Now, a few words to ponder from some other sources: 


Language did not appear at some point in a world already given; language and ‘the world’ that we know emerged simultaneously as two separate phenomena as a result of the loss of original participation, that is of a prior unity encompassing both. And that loss of original participation itself resulted in the polarity of inner and outer worlds that we experience today. Consciousness, from being spread out and interfused – as Wordsworth would say – with its world began to contract, to become more definite by becoming more limited, finding its home more and more within the confines of our skulls.
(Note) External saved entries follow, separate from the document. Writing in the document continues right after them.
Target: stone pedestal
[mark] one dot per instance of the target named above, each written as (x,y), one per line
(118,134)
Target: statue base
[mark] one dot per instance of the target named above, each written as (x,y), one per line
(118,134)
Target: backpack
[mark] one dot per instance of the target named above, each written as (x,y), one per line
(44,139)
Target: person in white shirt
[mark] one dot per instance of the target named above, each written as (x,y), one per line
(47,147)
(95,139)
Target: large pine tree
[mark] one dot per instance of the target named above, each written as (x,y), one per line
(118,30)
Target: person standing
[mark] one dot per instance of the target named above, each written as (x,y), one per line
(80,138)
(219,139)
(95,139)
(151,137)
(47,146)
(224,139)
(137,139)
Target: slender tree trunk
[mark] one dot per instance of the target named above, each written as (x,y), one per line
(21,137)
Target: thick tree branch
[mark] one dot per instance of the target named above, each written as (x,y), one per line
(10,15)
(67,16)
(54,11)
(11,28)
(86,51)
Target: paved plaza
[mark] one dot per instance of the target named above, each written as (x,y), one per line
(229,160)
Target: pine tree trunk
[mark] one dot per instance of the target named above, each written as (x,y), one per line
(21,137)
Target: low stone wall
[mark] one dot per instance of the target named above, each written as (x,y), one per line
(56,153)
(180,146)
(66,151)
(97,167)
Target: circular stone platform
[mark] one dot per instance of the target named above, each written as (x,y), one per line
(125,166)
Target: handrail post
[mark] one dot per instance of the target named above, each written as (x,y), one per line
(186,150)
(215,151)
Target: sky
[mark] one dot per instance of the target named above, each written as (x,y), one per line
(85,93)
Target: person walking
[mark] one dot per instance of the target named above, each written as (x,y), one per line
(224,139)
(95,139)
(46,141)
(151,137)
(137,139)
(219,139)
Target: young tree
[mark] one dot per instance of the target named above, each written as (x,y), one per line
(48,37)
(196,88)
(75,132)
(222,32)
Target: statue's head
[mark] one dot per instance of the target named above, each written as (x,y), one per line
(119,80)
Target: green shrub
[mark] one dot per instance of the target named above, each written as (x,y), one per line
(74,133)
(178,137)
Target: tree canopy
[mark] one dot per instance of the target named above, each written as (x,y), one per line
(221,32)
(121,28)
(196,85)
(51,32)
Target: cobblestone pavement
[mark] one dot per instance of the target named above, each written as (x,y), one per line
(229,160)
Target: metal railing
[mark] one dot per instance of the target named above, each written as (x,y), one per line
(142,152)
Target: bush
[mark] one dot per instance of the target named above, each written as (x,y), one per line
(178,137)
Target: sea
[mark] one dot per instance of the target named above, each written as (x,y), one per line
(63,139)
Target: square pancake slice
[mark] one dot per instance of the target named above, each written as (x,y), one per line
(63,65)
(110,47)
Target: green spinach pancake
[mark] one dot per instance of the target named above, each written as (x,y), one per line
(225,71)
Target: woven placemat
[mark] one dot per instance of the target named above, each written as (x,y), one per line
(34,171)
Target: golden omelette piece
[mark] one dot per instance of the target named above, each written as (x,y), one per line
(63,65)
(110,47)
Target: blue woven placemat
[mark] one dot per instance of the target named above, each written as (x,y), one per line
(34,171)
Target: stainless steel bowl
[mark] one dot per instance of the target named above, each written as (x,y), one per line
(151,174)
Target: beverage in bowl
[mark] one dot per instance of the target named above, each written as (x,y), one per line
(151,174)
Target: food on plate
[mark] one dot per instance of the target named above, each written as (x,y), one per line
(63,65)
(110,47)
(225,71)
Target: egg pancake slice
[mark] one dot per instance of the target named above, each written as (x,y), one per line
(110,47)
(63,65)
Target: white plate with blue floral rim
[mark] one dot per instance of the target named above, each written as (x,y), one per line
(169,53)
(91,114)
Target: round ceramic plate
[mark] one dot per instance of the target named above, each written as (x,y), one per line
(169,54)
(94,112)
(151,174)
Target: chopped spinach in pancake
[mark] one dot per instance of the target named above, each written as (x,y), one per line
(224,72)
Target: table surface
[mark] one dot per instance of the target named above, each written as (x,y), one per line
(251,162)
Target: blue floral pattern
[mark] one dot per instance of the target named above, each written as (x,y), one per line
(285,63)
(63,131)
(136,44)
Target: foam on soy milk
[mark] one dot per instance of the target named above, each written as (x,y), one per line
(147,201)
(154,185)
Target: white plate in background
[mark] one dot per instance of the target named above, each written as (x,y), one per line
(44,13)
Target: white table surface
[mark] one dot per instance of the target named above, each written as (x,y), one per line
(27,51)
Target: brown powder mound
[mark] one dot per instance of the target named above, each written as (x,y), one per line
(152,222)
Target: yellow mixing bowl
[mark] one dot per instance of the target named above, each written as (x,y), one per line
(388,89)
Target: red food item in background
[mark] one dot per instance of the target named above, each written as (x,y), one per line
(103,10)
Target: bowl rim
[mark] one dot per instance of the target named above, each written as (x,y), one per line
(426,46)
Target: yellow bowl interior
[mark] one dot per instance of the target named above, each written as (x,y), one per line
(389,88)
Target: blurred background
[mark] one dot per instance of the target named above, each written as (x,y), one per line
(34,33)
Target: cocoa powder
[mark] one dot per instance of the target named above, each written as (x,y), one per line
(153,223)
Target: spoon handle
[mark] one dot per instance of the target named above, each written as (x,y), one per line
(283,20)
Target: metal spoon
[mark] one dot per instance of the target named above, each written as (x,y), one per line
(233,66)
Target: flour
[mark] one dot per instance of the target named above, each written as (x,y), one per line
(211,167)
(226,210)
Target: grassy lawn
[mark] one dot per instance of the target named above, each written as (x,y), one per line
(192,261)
But since it had become evident by 1968 that the war could not be won, the only question that remained was how to get out. “The real issue in South Vietnam is, who shall govern, the Communists or their opponents,” and since Kissinger/Rockefeller continued to support the legitimacy of the South Vietnamese government, they were trapped in the same dilemma that had swallowed up the Johnson administration, trying to uphold an ally that had neither genuine legitimacy nor the will to fight for itself, and one that the Communist enemy was determined to overthrow.
Does this ring a bell? Applicable to current events?


But if an epistemic community follows the fallibilist and empirical rules, what it is doing will look like liberal science. And that is because what its members are doing will look like organized social persuasion.

One can but reiterate the point that the mystic is negating only concepts and idols of God, and in this way cleansing the doors of perception in the faith that, if God is real, he need not be sought in any particular direction or conceived in any special way. To see the light, it is only necessary to stop dreaming and open the eyes.

Historically, this kind of withdrawal from doing is the oldest condition posited for the life of the mind. In its early, original form it rests on the discovery that only the spectator, never the actor, can know and understand whatever offers itself as a spectacle.

Static quality patterns are dead when they are exclusive, when they demand blind obedience and suppress Dynamic change. But static patterns, nevertheless, provide a necessary stabilizing force to protect Dynamic progress from degeneration. Although Dynamic Quality, the Quality of freedom, creates this world in which we live, these patterns of static quality, the quality of order, preserve our world. Neither static nor Dynamic Quality can survive without the other.

Inequality may be inevitable. But in the most fundamental, moral sense, all human beings are equal.

Like any persuasive gospel, no element is without some small truth. Taken as a whole, the radical gospel sets itself as at war with a conservatism of prudence and moderation.